A privatização – que tem vindo a ser preparada com os fabricantes de material circulante – colocaria o país ainda mais dependente dessas multinacionais, quando aquilo que se impõe é uma rutura com o caminho de declínio nacional e a afirmação de outro caminho, que aposte na produção nacional. É nesse quadro que a manutenção, reparação e produção de material circulante é uma atividade estratégica para o país, para mais quando a ferrovia tende a assumir uma importância crescente nos sistemas de transporte de passageiros e mercadorias e quando o país está confrontado com a necessidade de investimentos no médio prazo de largas centenas de milhões de euros no seu material circulante.
A privatização contribuiria ainda mais para a pulverização do sistema ferroviário, processo gerador de crescentes custos para o Estado e de importantes perdas na segurança e fiabilidade da operação.
A privatização da EMEF colocaria a CP na completa dependência de um grupo económico privado, ou seja, totalmente vulnerável perante uma situação de total insustentabilidade que inevitavelmente se abateria sobre os utentes do transporte público e sobre a economia.
É verdade que não basta travar esta privatização.
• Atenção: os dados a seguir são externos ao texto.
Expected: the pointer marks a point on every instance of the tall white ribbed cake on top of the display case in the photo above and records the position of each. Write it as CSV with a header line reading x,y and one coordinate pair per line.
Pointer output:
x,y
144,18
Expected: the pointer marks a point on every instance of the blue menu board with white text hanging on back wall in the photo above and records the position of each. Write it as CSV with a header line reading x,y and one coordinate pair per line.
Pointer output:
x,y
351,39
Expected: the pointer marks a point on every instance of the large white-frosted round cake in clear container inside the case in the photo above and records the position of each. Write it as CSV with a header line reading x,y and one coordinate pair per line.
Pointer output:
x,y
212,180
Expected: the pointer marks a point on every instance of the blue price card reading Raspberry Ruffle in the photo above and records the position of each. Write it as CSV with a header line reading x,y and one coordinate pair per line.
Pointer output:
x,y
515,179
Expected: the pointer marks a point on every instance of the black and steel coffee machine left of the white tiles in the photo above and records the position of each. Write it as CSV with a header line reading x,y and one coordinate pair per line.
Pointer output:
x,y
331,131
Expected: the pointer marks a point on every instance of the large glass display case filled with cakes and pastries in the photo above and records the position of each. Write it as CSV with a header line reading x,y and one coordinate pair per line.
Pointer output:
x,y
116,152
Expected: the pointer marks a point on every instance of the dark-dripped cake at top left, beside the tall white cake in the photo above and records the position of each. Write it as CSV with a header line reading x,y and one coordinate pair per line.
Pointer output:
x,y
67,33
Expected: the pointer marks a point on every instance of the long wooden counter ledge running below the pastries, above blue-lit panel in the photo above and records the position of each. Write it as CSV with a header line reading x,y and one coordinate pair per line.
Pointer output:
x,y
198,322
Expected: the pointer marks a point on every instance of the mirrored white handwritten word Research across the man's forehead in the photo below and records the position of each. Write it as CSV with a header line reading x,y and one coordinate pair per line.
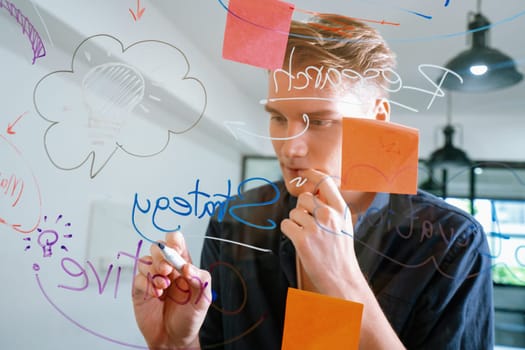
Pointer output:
x,y
335,78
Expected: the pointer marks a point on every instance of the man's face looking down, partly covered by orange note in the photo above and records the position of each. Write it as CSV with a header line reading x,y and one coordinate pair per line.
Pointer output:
x,y
319,147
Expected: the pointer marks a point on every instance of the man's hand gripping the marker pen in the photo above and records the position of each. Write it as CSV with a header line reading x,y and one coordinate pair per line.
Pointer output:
x,y
169,306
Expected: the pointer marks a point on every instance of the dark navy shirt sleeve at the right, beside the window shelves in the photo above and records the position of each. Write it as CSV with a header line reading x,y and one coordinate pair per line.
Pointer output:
x,y
457,309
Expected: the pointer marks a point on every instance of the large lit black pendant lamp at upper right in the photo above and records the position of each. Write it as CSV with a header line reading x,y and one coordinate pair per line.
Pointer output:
x,y
482,68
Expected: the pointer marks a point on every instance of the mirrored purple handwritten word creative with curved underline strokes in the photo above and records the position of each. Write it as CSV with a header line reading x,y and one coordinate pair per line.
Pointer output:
x,y
82,279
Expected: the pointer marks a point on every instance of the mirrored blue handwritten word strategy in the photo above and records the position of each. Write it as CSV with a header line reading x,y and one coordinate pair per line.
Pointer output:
x,y
198,204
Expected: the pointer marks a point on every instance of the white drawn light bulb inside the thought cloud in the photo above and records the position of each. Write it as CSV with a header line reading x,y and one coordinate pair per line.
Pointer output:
x,y
111,91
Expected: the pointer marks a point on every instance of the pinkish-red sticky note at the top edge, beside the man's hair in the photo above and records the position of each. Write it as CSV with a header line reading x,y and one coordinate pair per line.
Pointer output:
x,y
257,32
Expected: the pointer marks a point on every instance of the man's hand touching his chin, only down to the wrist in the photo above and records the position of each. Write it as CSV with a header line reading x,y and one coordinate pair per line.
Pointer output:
x,y
321,230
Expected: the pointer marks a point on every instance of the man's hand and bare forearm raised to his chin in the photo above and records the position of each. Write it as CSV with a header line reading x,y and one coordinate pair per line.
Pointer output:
x,y
321,229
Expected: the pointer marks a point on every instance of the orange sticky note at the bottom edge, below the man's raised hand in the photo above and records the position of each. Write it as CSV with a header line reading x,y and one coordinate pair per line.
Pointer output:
x,y
316,321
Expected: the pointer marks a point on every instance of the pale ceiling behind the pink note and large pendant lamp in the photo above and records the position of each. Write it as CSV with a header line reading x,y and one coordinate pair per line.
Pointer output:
x,y
416,40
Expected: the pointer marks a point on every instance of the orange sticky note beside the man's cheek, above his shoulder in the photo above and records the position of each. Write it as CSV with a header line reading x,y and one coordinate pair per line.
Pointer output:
x,y
379,156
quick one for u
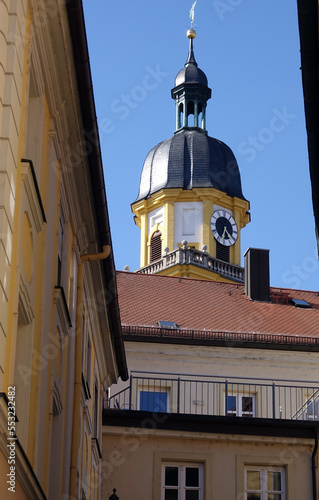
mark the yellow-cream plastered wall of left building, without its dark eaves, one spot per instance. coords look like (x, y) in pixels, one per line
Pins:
(40, 120)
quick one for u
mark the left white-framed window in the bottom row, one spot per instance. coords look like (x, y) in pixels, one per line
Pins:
(182, 481)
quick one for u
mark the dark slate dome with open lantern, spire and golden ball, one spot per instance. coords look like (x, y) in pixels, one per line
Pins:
(190, 159)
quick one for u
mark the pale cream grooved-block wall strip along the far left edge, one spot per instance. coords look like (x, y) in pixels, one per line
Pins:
(12, 32)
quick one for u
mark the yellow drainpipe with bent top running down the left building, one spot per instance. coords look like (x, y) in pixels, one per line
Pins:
(76, 422)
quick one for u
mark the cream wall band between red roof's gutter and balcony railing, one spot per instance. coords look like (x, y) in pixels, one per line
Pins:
(222, 361)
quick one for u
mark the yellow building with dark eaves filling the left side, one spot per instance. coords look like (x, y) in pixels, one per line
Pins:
(60, 338)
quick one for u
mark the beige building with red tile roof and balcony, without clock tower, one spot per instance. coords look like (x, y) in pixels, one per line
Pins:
(223, 390)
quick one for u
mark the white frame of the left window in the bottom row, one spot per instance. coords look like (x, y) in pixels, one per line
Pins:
(181, 488)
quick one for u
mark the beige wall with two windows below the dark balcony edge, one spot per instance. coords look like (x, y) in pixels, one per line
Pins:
(132, 461)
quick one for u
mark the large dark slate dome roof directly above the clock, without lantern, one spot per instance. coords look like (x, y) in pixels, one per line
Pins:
(190, 159)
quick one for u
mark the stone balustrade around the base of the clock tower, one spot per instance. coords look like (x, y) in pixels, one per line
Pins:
(198, 258)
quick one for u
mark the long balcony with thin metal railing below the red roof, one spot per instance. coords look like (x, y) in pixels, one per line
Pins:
(218, 396)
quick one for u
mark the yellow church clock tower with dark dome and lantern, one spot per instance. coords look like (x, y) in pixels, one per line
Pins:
(190, 207)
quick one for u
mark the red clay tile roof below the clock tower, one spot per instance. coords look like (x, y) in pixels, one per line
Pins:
(145, 299)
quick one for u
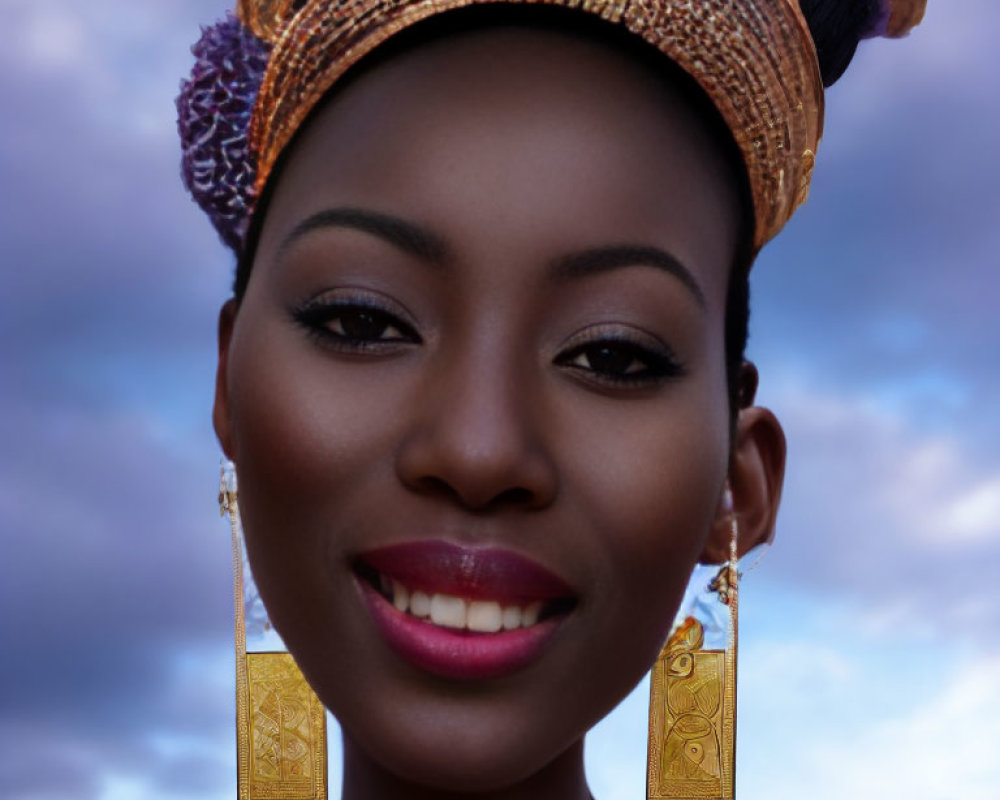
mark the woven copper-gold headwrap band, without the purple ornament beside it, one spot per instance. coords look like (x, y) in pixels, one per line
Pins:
(754, 58)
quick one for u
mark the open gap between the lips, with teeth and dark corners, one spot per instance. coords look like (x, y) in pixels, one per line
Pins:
(458, 613)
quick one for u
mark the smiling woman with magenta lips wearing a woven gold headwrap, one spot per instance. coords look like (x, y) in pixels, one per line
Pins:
(482, 377)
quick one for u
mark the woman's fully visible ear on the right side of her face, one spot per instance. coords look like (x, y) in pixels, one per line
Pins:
(756, 475)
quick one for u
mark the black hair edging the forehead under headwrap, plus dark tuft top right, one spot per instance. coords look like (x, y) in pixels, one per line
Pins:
(837, 26)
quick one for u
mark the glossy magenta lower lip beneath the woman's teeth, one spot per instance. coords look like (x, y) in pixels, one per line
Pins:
(459, 655)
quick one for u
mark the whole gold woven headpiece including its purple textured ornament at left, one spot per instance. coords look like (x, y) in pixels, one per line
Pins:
(755, 59)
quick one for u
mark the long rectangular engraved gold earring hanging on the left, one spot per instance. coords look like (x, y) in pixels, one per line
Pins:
(280, 722)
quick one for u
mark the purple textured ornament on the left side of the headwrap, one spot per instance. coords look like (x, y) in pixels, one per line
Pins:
(213, 119)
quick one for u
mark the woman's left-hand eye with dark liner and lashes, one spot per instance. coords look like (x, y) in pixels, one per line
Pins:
(320, 316)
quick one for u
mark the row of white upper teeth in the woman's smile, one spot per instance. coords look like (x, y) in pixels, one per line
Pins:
(449, 611)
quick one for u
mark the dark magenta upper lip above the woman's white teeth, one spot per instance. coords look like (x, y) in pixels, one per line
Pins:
(474, 573)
É preciso igualmente reverter um conjunto de medidas que fragilizaram a EMEF (desde a venda da Unidade de Investigação e Desenvolvimento até à redução dos quadros de pessoal abaixo dos mínimos necessários à operação, passando pela errada opção de externalização de serviços) e adotar uma política de desenvolvimento de um sistema ferroviário uno, público e integrado. Mas para isso, é fundamental agora travar esta privatização.
A Assembleia da República tem o dever de cumprir a sua responsabilidade nesta matéria, impedindo que este escandaloso negócio se concretize e procedendo à Apreciação deste Decreto-Lei com vista ao objetivo explícito e urgente da sua revogação.
Assim, o PCP promove a Apreciação Parlamentar do Decreto-Lei em apreço, de forma simultânea com idêntica iniciativa em relação ao diploma da privatização da CP Carga, publicado na mesma data. Ao fazê-lo, recorda e sublinha a importância da proposta recentemente apresentada com o Projeto de Resolução 1254/XII (PCP): Em defesa do caminho-de-ferro nacional – pela reunificação e gestão integrada da ferrovia, contra a sua liquidação e desmembramento.
A ferrovia tem futuro em Portugal. Defender esse futuro exige lutar por uma estratégia integrada e de integração, onde as várias vertentes (infraestruturas/manutenção, reparação e construção, circulação, exploração de passageiros e mercadorias, material circulante/manutenção, reparação e construção e segurança ferroviária, transporte de passageiros e mercadorias) sejam devidamente asseguradas numa CP pública, modernizada, ao serviço do país e da economia nacional.
Nestes termos, e ao abrigo do disposto na alínea c) do artigo 169.º da Constituição da República Portuguesa e ainda dos artigos 189.º e seguintes do Regimento da Assembleia da República, os Deputados abaixo assinados do Grupo Parlamentar do PCP, vêm requerer a Apreciação Parlamentar do Decreto-Lei n.º 70/2015, de 6 de maio, que «Aprova o processo de reprivatização [sic] da EMEF - Empresa de Manutenção de Equipamento Ferroviário, S.A.», publicado no Diário da República n.º 87, 1.ª Série.